Wisconsin Gov. Scott Walker has a story he likes to tell about viewing the Bible upon which former Pres. Ronald Reagan laid his hand during his inauguration. However, the museum curator in charge of the Bible disputes key elements of Walker's story.
The Associated Press reported Saturday that Walker tells the story as a way of demonstrating his reverence for the late president, who Walker counts as a personal idol.
According to Walker, he visited the Reagan presidential library after he successfully beat a recall attempt by Wisconsin voters.
"Walker went on to describe how, during a tour of the library before the speech, the library curator 'unbeknownst to me' had taken the Reagan family Bible out of its display and readied it for him to look at," wrote the AP's Scott Bauer.
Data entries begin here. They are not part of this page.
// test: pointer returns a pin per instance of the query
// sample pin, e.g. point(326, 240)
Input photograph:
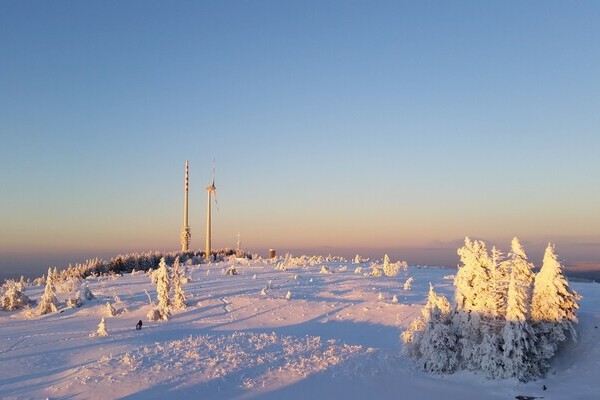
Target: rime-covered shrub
point(179, 297)
point(110, 310)
point(48, 301)
point(101, 329)
point(14, 298)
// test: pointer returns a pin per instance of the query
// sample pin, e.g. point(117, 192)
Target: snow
point(241, 337)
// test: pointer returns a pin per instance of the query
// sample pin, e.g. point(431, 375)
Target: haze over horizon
point(334, 125)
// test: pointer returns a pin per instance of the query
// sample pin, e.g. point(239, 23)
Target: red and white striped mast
point(185, 231)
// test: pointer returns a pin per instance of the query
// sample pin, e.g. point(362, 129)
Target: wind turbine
point(210, 189)
point(185, 230)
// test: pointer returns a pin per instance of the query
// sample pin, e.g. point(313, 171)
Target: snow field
point(334, 337)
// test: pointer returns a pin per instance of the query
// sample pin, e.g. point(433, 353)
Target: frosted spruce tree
point(507, 327)
point(179, 298)
point(473, 278)
point(163, 288)
point(48, 300)
point(553, 306)
point(389, 268)
point(430, 339)
point(521, 359)
point(14, 298)
point(101, 328)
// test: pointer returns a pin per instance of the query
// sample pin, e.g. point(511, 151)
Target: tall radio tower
point(211, 190)
point(185, 230)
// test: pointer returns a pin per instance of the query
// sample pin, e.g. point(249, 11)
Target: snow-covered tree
point(430, 339)
point(553, 300)
point(102, 328)
point(520, 284)
point(499, 284)
point(179, 297)
point(521, 358)
point(389, 268)
point(48, 301)
point(553, 306)
point(502, 324)
point(472, 281)
point(14, 298)
point(86, 293)
point(110, 310)
point(163, 289)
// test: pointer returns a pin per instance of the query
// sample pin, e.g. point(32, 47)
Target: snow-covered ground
point(241, 337)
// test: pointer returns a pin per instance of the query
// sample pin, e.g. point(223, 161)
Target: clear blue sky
point(390, 126)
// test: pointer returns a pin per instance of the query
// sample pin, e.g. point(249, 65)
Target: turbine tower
point(185, 230)
point(210, 189)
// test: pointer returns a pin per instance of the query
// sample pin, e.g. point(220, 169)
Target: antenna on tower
point(185, 230)
point(210, 189)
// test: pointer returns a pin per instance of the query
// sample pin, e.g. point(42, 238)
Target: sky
point(336, 127)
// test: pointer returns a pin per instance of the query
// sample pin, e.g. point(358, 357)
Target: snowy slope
point(337, 336)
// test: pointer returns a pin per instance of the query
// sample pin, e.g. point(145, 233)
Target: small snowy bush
point(48, 301)
point(14, 298)
point(110, 310)
point(101, 329)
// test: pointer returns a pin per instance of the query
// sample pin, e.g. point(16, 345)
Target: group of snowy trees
point(507, 321)
point(168, 279)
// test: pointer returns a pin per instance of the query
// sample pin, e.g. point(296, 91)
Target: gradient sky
point(353, 125)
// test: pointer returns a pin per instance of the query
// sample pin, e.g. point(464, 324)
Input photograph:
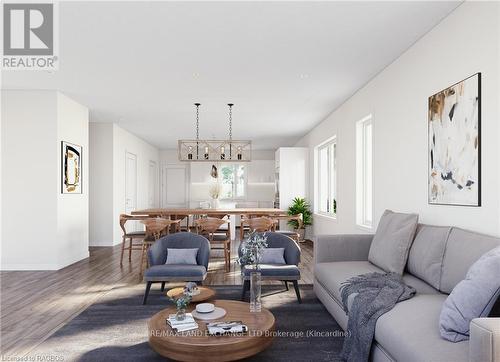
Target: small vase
point(181, 314)
point(255, 291)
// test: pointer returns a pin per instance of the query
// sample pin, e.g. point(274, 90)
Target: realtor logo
point(29, 36)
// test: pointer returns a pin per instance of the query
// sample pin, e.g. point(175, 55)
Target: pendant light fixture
point(228, 150)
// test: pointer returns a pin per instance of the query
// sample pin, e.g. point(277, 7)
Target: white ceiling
point(285, 65)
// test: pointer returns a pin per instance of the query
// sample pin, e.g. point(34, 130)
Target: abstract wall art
point(454, 125)
point(71, 161)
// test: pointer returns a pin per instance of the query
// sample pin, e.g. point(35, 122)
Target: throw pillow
point(273, 256)
point(471, 298)
point(391, 243)
point(181, 256)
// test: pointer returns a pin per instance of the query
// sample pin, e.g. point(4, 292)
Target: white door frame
point(163, 191)
point(156, 182)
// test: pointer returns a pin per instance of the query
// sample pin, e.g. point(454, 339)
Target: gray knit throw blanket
point(377, 294)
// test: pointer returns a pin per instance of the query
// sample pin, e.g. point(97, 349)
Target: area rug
point(115, 328)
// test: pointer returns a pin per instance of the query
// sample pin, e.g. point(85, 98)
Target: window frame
point(331, 146)
point(234, 167)
point(364, 182)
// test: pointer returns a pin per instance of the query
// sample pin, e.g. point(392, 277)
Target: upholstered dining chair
point(160, 272)
point(285, 272)
point(131, 236)
point(211, 228)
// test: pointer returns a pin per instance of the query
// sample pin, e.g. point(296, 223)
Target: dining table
point(257, 211)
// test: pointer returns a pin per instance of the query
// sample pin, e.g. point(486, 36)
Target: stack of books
point(187, 324)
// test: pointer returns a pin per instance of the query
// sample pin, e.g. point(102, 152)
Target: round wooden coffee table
point(197, 345)
point(205, 294)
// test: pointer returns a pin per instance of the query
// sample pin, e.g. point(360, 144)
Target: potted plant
point(300, 206)
point(214, 192)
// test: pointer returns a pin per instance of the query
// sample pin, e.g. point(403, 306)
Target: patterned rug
point(115, 328)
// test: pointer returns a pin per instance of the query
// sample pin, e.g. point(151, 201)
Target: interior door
point(175, 186)
point(152, 185)
point(131, 186)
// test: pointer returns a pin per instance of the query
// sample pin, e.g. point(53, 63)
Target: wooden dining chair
point(155, 229)
point(210, 228)
point(181, 218)
point(290, 233)
point(131, 236)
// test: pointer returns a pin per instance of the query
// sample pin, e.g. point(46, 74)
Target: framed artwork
point(71, 161)
point(454, 151)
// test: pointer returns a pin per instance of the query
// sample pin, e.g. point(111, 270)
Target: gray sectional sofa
point(439, 258)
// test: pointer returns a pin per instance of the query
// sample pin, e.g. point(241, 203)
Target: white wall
point(101, 183)
point(124, 142)
point(41, 231)
point(260, 177)
point(464, 43)
point(73, 209)
point(109, 144)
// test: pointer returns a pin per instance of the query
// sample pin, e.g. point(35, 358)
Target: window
point(233, 181)
point(326, 175)
point(364, 172)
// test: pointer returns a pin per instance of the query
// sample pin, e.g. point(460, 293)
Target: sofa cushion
point(472, 298)
point(175, 271)
point(420, 286)
point(463, 248)
point(332, 275)
point(391, 243)
point(410, 332)
point(290, 272)
point(426, 253)
point(273, 256)
point(182, 256)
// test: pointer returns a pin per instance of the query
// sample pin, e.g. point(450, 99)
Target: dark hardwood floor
point(35, 304)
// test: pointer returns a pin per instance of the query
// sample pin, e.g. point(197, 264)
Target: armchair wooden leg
point(297, 291)
point(123, 250)
point(246, 286)
point(146, 293)
point(144, 251)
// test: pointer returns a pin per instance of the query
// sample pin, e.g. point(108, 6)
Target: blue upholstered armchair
point(283, 272)
point(159, 272)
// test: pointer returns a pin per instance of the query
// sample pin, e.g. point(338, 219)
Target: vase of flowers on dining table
point(250, 255)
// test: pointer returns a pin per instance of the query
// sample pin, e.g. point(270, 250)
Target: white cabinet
point(292, 174)
point(261, 171)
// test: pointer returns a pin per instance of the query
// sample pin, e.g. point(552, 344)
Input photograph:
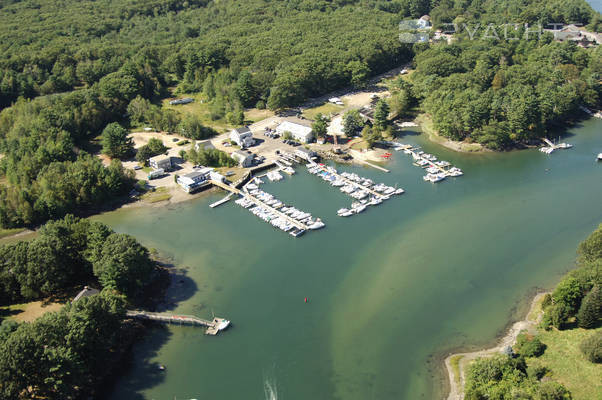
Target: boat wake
point(270, 389)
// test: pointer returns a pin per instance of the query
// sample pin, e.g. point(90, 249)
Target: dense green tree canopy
point(116, 142)
point(70, 253)
point(61, 355)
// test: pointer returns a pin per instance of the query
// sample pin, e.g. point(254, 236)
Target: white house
point(160, 162)
point(301, 133)
point(216, 176)
point(242, 137)
point(204, 144)
point(192, 181)
point(244, 158)
point(424, 22)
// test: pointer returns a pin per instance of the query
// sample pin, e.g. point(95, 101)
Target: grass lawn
point(568, 365)
point(200, 108)
point(426, 124)
point(325, 109)
point(159, 194)
point(253, 115)
point(359, 144)
point(27, 312)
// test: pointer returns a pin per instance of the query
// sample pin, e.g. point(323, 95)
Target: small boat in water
point(317, 224)
point(344, 212)
point(223, 325)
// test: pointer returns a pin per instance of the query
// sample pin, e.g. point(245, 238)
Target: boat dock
point(225, 186)
point(222, 201)
point(437, 170)
point(244, 193)
point(350, 182)
point(212, 326)
point(374, 166)
point(260, 203)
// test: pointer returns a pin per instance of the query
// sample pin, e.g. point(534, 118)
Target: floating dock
point(301, 227)
point(350, 182)
point(212, 326)
point(429, 161)
point(374, 166)
point(222, 201)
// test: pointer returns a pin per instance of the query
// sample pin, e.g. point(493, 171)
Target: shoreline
point(425, 124)
point(455, 364)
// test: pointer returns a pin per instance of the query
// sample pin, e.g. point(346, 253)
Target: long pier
point(374, 166)
point(212, 326)
point(261, 204)
point(222, 201)
point(275, 211)
point(349, 181)
point(432, 164)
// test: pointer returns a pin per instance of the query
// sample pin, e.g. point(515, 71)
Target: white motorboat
point(224, 323)
point(344, 212)
point(359, 208)
point(317, 224)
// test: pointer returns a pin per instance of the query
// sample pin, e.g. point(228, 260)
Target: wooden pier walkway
point(374, 166)
point(290, 219)
point(225, 186)
point(350, 182)
point(417, 156)
point(222, 201)
point(261, 204)
point(212, 326)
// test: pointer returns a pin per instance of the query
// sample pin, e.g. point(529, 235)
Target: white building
point(244, 158)
point(305, 154)
point(185, 100)
point(301, 133)
point(194, 180)
point(242, 137)
point(160, 162)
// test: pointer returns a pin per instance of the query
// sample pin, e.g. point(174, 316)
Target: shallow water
point(441, 267)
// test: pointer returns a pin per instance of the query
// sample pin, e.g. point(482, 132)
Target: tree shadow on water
point(137, 372)
point(181, 288)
Walker said that he was given a pair of white gloves to wear while handling the Bible and that museum staff told him no one had touched the relic -- which belonged to Reagan's mother -- since the late president had laid hands on it before his death.
But library staffer Jennifer Torres told The Progressive magazine that Walker had specifically asked to view the Bible and that museum personnel were only acting on the governor's wishes. Furthermore, she said, "Since the president's passing, several staff members and conservators have handled the Bible, all while wearing gloves."
"It is unknown if President Reagan was the last to have to have touched the Bible without gloves, but it is doubtful," she continued.
When Bauer contacted Walker's staff, spokeswoman Kirsten Kukowski said, "Gov. Walker was honored to speak at the Reagan Library and to hold his mother's Bible. He was and continues to be one of his heroes, a president for the ages that accomplished great things for our country."
When pressed for comment about the discrepancies between Walker's version of the events at the Reagan Library and the version told by Torres, Kukowski declined to answer.